Looking over some photographic plates from the month before as part of his research into asteroids, astronomer Clyde Tombaugh noticed a peculiar object on February 18, 1930: the ‘Planet X’. Part of a larger cloud of debris called the Kuiper belt, the small orb 4.6 billion miles from the sun has become a controversial figure in the scientific community. Lurking among the distant rocks sprayed across space beyond the orbits of Uranus and Neptune, Percival Lowell — the founder of the observatory Tombaugh worked at — first theorized the presence of a “Planet X” affecting the two outermost planets and predicted its location in 1909. Tombaugh carried on the research after Lowell’s death and diligently spent each day taking photographs of the night sky and looking them over with a blink comparator, an optical device that allows the researcher to quickly flip back and forth between two images.
The news shocked the public, resulting in a flood of more than a thousand letters arriving at the Lowell Observatory with ideas for naming the planet. Venetia Burnley, an 11-year-old girl from the English city of Oxford, suggested Pluto, Roman name for the Greek god of the underworld, Hades (world of deads). Taking 248 Earth years to make one pass around the sun, Pluto’s orbit does not fit the regular pattern exhibited by the other eight planets. At times, it is within the path trotted by Neptune, a factor in debates about the true status of the object.

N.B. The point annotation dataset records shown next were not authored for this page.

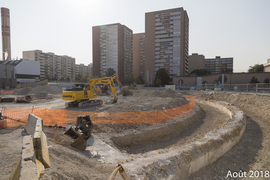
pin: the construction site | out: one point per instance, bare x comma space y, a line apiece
134, 133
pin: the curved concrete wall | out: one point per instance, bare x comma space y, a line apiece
180, 161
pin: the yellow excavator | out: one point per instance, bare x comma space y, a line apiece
81, 94
103, 89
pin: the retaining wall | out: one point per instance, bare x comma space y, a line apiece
179, 162
35, 155
159, 131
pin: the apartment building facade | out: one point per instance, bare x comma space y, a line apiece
52, 65
84, 70
195, 61
267, 66
214, 65
138, 55
112, 48
5, 22
166, 42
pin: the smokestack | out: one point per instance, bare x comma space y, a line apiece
5, 34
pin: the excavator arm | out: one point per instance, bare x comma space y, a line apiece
104, 81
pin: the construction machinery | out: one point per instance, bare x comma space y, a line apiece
103, 89
81, 132
81, 94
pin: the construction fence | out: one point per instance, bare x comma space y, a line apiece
53, 117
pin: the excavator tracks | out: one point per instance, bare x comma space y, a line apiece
84, 104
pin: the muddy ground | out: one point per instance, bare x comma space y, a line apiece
251, 153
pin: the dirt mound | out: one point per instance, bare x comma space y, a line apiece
41, 94
125, 91
38, 90
153, 100
22, 91
131, 87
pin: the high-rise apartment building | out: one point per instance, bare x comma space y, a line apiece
195, 61
52, 65
84, 70
138, 55
6, 48
214, 65
112, 48
166, 42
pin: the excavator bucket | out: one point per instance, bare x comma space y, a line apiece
112, 101
81, 133
80, 142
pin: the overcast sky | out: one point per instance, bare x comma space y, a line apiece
226, 28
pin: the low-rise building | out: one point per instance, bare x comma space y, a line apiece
52, 65
27, 71
7, 75
215, 65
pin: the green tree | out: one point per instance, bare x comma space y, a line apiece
78, 77
158, 82
85, 79
68, 79
266, 80
254, 80
94, 77
62, 79
225, 69
201, 72
110, 72
48, 78
163, 76
139, 80
256, 68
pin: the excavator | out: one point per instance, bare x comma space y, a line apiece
81, 94
103, 89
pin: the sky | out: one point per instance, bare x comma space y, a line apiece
226, 28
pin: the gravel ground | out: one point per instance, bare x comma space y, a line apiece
252, 153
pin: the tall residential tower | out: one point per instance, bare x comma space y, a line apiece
166, 43
138, 55
6, 48
112, 48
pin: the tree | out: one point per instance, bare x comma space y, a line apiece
62, 79
139, 80
127, 80
158, 82
225, 69
254, 80
201, 72
78, 77
48, 78
256, 68
163, 76
266, 80
110, 72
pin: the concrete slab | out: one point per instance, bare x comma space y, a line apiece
31, 124
28, 149
28, 171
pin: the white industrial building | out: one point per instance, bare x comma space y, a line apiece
27, 71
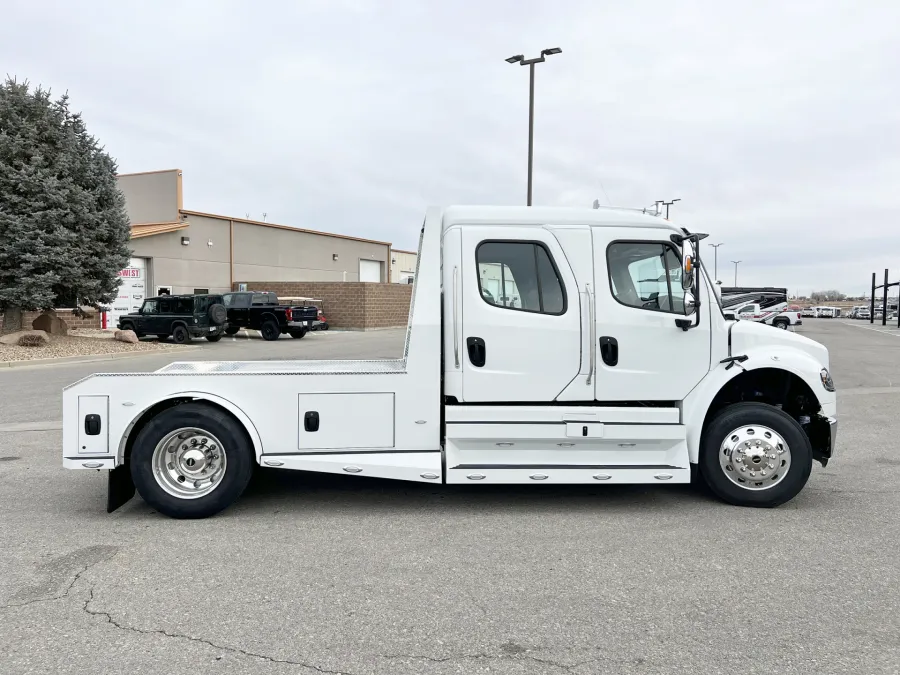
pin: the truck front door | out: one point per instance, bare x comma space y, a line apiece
521, 316
642, 354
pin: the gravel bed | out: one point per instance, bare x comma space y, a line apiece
80, 346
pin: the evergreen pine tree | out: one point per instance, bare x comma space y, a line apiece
63, 227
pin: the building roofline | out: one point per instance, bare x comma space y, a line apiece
140, 230
146, 173
247, 221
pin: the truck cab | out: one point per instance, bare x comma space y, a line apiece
544, 346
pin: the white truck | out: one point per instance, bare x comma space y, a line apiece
614, 364
762, 304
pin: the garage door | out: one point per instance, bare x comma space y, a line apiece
370, 270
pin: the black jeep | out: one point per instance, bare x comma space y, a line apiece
181, 316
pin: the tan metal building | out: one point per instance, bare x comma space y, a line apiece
185, 251
403, 265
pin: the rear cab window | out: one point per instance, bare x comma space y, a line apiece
521, 276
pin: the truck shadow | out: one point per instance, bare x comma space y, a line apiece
298, 490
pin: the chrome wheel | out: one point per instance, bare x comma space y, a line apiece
189, 463
755, 457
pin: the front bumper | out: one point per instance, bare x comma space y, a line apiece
198, 331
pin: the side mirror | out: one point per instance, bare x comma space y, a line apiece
690, 305
687, 273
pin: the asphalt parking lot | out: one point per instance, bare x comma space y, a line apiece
312, 574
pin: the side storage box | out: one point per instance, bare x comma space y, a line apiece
93, 425
346, 421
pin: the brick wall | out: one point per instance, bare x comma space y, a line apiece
352, 304
66, 315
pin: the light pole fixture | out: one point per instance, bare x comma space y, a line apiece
667, 205
735, 269
522, 61
716, 261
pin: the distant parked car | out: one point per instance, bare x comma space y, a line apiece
260, 310
180, 317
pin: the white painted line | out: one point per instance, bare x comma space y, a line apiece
895, 332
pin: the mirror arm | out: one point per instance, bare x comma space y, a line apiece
687, 324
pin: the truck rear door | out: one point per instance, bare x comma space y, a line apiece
520, 313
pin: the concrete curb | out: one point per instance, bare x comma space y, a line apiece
60, 360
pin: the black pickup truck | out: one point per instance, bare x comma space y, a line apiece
260, 310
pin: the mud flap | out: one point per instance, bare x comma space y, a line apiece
119, 487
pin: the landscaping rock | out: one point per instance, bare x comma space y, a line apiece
126, 336
50, 323
32, 338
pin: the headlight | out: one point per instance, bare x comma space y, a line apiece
827, 382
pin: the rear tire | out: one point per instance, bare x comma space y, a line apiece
230, 457
770, 441
180, 335
270, 330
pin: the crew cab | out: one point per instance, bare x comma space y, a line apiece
537, 352
180, 317
261, 311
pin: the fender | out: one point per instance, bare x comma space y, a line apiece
793, 361
202, 396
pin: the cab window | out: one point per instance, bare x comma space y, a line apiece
646, 275
519, 275
184, 305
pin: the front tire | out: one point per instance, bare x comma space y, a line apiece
191, 461
753, 454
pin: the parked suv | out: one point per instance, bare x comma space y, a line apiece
180, 316
260, 310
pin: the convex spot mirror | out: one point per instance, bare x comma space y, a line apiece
687, 272
689, 306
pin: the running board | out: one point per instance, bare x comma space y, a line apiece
415, 466
567, 474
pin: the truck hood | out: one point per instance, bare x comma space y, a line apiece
746, 335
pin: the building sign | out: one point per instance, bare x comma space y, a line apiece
131, 291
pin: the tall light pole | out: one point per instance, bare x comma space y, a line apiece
716, 261
522, 61
667, 205
735, 269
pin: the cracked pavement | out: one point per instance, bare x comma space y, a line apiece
329, 574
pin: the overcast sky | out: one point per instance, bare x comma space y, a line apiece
776, 123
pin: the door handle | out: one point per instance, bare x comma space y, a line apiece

Following more than 75 years of being regarded as a planet, the International Astronomical Union announced Pluto no longer fit the bill in August 2006. Citing the shape of its orbit and the various asteroids it shares the Kuiper belt with, experts decided to downgrade it to a dwarf planet. (True planets have to “own” their path around the sun.)
There are now officially only eight planets in our solar system. Pluto is much smaller than any of the official planets. It is smaller than seven of the solar system’s moons including moon of the earth. Pluto has not yet been visited by a spacecraft. Even the Hubble Space Telescope can resolve only the largest features on its surface (left and above). A spacecraft called New Horizons was launched in January 2006. If all goes well it should reach Pluto in 2015.